Understanding Responses

GraphQL Response Structure

Every GraphQL response has a consistent structure with up to three fields:

{
"data": { ... }, // Query results (or null on error)
"errors": [...], // Array of errors (if any)
"extensions": { ... } // Optional metadata
}
FieldTypeDescription
dataObject | nullContains the requested data. Shape matches your query. Null if query completely failed.
errorsArrayList of errors that occurred. May exist alongside partial data.
extensionsObjectServer-specific metadata (tracing, performance hints, etc.).

Successful Response

A successful response contains data that matches your query structure:

Query
query {
user(id: "123") {
id
name
email
}
}
Response
{
"data": {
"user": {
"id": "123",
"name": "John Doe",
"email": "john@example.com"
}
}
}

Error Responses

GraphQL errors have a structured format:

{
"data": null,
"errors": [
{
"message": "User not found",
"locations": [{ "line": 2, "column": 3 }],
"path": ["user"],
"extensions": {
"code": "NOT_FOUND"
}
}
]
}
Error Fields
  • message - Human-readable error description
  • locations - Where in the query the error occurred
  • path - Which field caused the error
  • extensions - Additional error info (error codes, etc.)
Common Error Types
  • Validation - Invalid query syntax
  • Authorization - Not allowed to access field
  • Not Found - Requested resource doesn't exist
  • Internal - Server-side error

Partial Data with Errors

Unlike REST, GraphQL can return both data AND errors in the same response.

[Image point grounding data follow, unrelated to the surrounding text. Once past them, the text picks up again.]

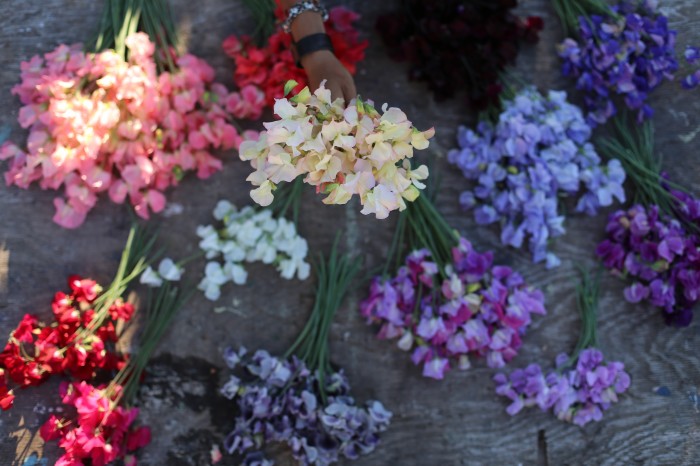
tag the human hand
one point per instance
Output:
(322, 65)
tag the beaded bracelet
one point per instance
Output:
(302, 7)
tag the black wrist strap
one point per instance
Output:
(309, 44)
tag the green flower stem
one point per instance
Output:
(138, 248)
(121, 18)
(569, 12)
(311, 346)
(159, 315)
(635, 150)
(587, 299)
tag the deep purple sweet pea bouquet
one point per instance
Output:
(581, 386)
(278, 402)
(628, 53)
(658, 256)
(654, 244)
(299, 399)
(537, 153)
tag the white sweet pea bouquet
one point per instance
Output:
(343, 151)
(249, 235)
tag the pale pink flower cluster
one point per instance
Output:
(342, 151)
(98, 123)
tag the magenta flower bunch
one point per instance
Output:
(444, 309)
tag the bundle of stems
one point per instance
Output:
(161, 308)
(635, 150)
(420, 226)
(570, 12)
(311, 346)
(587, 299)
(138, 253)
(121, 18)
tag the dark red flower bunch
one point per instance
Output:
(457, 45)
(271, 66)
(77, 342)
(97, 428)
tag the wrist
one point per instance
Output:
(318, 56)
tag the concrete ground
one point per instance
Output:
(457, 421)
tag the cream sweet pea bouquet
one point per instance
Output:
(343, 151)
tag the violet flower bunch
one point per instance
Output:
(537, 153)
(627, 53)
(299, 399)
(581, 387)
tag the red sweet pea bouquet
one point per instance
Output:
(99, 423)
(270, 66)
(79, 339)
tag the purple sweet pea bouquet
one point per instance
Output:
(538, 152)
(448, 301)
(654, 244)
(581, 386)
(476, 308)
(299, 399)
(627, 53)
(659, 256)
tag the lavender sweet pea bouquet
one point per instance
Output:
(537, 153)
(299, 399)
(581, 387)
(449, 302)
(627, 53)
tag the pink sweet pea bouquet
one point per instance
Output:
(109, 122)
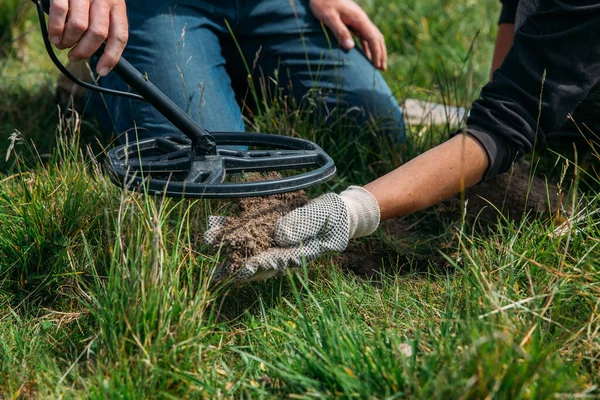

This happens when some fields succeed and others fail:

{
"data": {
"user": {
"id": "123",
"name": "John Doe",
"secretData": null
}
},
"errors": [
{
"message": "Not authorized to access secretData",
"path": ["user", "secretData"]
}
]
}

Always Check for Errors

Even when data is present, check the errors array. Some fields may have failed while others succeeded.

Response Panel Features

Tigrister provides several tools for working with responses:

Body Tab
  • Format - Pretty-print JSON with indentation
  • Minify - Compact JSON (remove whitespace)
  • Copy - Copy response to clipboard
  • Syntax highlighting - JSON is color-coded
Headers Tab

View HTTP response headers. Useful for checking cache headers, rate limit info, or server version.

Detail Tab

Technical details about the request:

  • • Connection info - Server address and port
  • • TLS info - Protocol version and cipher suite
  • • Certificate info - Server certificate details
  • • DNS info - Resolved IP addresses
  • • Size breakdown - Request/response sizes

HTTP Status Codes

GraphQL typically returns HTTP 200 even for errors, but some cases use other codes:

StatusMeaningWhen
200OKQuery executed (may still have GraphQL errors in response)
400Bad RequestInvalid JSON body or malformed GraphQL syntax
401UnauthorizedMissing or invalid authentication
403ForbiddenAuthenticated but not authorized
500Server ErrorUnhandled server exception

Debugging Tips

Check Error Locations

The locations field tells you exactly which line and column caused the error.

Follow the Path

The path array shows the field hierarchy that led to the error (e.g., ["user", "posts", 0, "author"]).

Check Extensions

Error codes in extensions help identify the error type programmatically.

Use Detail Tab for Performance

Slow queries? Check timing breakdown to identify bottlenecks (DNS, TLS, server processing).